Hero Aung San stricken from the school books
Burmese authorities say they want to bring the manuals up to international standards. But the intention is political: to weaken the influence of the democratic movement on young people. The general is the father of "Lady" Aung San Suu Kyi.

Yangon (AsiaNews) - The writings and speeches of the hero of independence, General Aung San, are disappearing from the textbooks of high schools in Myanmar.  The news comes from the agency  Democratic Voice of Burma.  But rather than having educational purposes, the initiative seems to be motivated by a clear political intention to weaken the influence of the democratic movement on young people.

Aung San - who is respected and remembered all over the country for his role in the achievement of independence - is also the father of democratic leader Aung San Suu Kyi, who has been under house arrest for years.  Together with the speeches of the general, the poems of Thakhin Kodaw Hmaing, known as "the architect of peace", will also be banned from the classroom.

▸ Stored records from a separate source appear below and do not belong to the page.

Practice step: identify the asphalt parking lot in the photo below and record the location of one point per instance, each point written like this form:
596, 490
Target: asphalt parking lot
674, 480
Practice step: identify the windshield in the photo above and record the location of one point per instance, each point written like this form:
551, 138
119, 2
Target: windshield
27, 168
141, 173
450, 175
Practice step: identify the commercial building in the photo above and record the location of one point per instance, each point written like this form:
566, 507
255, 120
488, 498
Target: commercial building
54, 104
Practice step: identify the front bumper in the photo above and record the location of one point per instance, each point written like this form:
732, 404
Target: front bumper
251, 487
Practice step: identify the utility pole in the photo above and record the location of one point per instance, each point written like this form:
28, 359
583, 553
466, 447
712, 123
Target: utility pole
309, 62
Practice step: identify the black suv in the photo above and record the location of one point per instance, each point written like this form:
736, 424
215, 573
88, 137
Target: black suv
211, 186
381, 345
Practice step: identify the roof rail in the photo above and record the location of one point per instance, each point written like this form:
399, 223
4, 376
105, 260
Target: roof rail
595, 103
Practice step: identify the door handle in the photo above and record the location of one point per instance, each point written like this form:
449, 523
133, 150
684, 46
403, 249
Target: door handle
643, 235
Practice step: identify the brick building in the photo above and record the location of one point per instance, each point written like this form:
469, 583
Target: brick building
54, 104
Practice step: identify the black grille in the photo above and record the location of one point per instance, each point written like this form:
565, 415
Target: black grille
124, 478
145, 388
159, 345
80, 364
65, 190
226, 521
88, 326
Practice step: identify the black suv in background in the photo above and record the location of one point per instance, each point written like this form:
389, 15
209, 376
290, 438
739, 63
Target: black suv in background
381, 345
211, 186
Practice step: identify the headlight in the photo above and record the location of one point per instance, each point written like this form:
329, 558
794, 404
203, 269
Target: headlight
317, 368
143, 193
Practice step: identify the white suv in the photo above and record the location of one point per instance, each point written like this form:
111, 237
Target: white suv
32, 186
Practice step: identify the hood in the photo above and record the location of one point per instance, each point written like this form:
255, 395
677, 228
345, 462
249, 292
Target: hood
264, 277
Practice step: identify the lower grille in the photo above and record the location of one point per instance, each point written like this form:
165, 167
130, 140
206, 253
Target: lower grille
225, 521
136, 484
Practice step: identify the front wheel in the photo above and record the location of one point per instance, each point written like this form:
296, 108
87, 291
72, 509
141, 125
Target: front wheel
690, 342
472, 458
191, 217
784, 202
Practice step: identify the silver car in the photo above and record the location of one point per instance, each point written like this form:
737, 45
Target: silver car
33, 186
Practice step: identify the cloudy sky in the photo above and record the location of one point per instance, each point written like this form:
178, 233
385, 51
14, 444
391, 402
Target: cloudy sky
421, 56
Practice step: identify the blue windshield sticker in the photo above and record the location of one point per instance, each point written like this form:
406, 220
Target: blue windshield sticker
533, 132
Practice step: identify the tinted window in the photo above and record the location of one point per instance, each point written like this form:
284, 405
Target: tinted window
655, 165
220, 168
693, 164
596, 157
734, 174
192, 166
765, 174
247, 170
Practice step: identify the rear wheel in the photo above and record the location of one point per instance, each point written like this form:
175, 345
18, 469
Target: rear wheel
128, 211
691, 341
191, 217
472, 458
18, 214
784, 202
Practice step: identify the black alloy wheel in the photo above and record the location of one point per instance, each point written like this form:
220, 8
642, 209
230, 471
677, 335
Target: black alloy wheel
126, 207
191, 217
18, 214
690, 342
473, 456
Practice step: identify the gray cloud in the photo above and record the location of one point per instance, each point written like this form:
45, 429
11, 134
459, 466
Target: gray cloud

Officially, the military regime justifies the initiative as an adaptation of the curricula to meet international standards. M. Nyein Khet Khet, a former lecturer at the University of Yangon, maintains that the junta wants to limit the influence of Suu Kyi's democratic movement on the new generations.  "Both general Aung San and Thakhin Kodaw Hmaing's words", explains the former teacher, "are about patriotism, nationalism, freedom, democracy and rights".  Concepts that are too "dangerous" for the military oligarchy that has ruled Myanmar for more than 40 years, and intends to continue doing so.